In the Adivasi culture it is understood that when you physically leave the body you are not here but you are not gone. Your spirit remains. Fr. Stan gave his life defending a core principle of democracy, the natural rights of people to dignity and justice. May his spirit never leave and always remain in communion.

Truth must be spoken, right to dissent must be upheld and justice must reach the doorsteps
of the poor.
Fr. Stan Swami

Information for this blog was taken from following sources. To learn more go to:

Fr. Stan Swamy interviewed by writer Tapan Bose


Thank you to Rev’d Dr. Matthew Cobb, for his reflections about Fr. Stan.

Marian Anderson at the Lincoln Memorial

History is chock full of flashes and sparks of democracy rising to its finest potential. We can hear it in the grace and glory of Marian Anderson singing “My Country Tis of Thee” at the Lincoln Memorial in 1939.

Already a famed classical vocalist, world-renowned as “the voice of the century,” Marian Anderson was denied access to perform at Constitution Hall in Washington D.C. because of a rule banning black performers. Through the efforts of First Lady Eleanor Roosevelt and Secretary of the Interior Harold Ickes, it was arranged she would sing outdoors for the public at the Lincoln Memorial. 75,000 people attended.  Nervous because she was facing the biggest audience of her life, Anderson said, “I could not run away from this situation. If I had anything to offer, I would have to do so now.”

Instead of singing “of thee I sing” she sang “to thee we sing.” Years after, she explained that, “We cannot live alone, and the thing that made this moment possible for you and for me, has been brought about by many people whom we will never know.”

When the Daughters of the American Revolution refused to allow Marian Anderson to sing at Constitution Hall, Eleanor Roosevelt objected and withdrew her membership. Anderson said, “Mrs. Roosevelt’s decision did not surprise me because she understood the real meaning of democracy.”

Tony — A Citizen’s Heart

This story taught me that even without having words to understand spiritual democracy we can see it in action if we look. Some years ago, my daughter and I visited the shoe repairman in town. A week earlier I had brought in her winter boots which he described as “tire blow outs.”

As we entered the tiny shop, to the left was a jumble of broken luggage; all around, shoes akimbo were piled high in various worn states of disrepair.  It was one of those shops that is disappearing — a good smelling and messy shoe repair. It was a busy Saturday morning. Tony, the proprietor was present — beaming warmly. As he handled our order, with a little banter of conversation and a caring demeanor he looked at us and said to us, “you’ve done a good job raising a fine daughter and she can be a guide and helper to you.”  A hidden “higher self” in Katie and me woke up. I wasn’t a Mom just vaguely wondering how my life would intersect with hers as she made her way in graduate school and beyond. Katie wasn’t just a young adult vaguely wondering how she might be called on to care for me someday. This little remark shifted our consciousness. We felt uplifted. We weren’t exactly sure how this shift happened in us — was it the vibration of Tony’s generous spirit? his warmth?  his insightful comment? Katie said, “I’m always coming back here.”

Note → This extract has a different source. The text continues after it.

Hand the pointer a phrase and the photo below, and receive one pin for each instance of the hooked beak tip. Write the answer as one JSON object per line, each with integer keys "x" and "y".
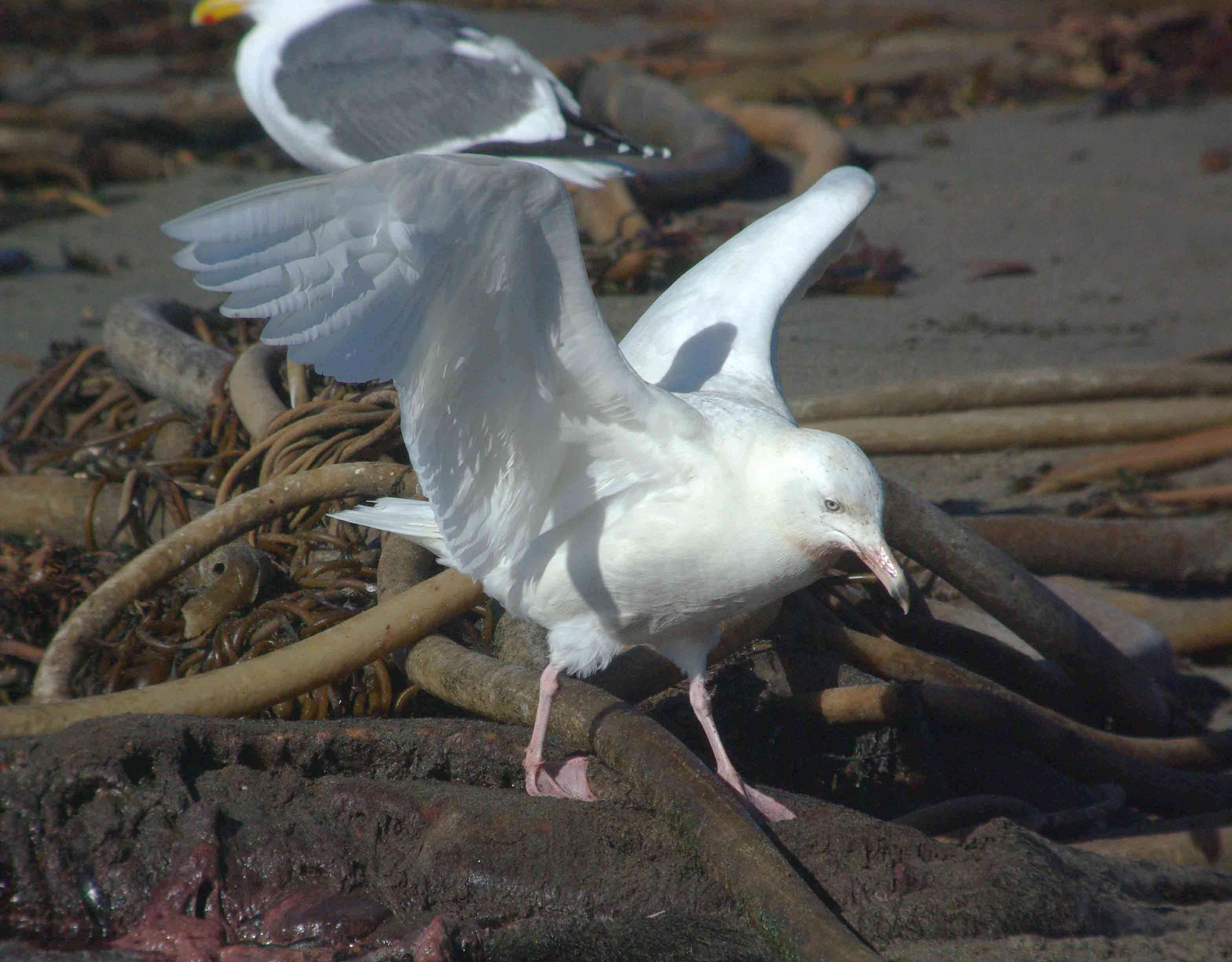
{"x": 881, "y": 562}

I reflected. Here is Tony, like the shoe cobbler archetype from fairy tales, giving humble service to “journeyers” every day. He mends things people need for their journey — shoes and suitcases. While doing that, he offers deeper, greater things too. He works with a peaceful, giving spirit and an honest joy. When we are with him, we are changed. His heart-gift touches us and lifts us to a better place, a higher “see level” so to speak.

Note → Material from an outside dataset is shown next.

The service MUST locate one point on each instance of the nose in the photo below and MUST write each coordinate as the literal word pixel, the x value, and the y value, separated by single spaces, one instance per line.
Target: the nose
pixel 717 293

Tony is a change agent for spiritual democracy. He exercises civic spirit, not only by participating in voting and governance issues, but in the quality of his personhood.

As we reach for how to further a deeper democracy — let’s look out for people who, like Tony, are living it right now. If we share these stories we may help our dear friend, spiritual democracy, rise up from our hearts and souls.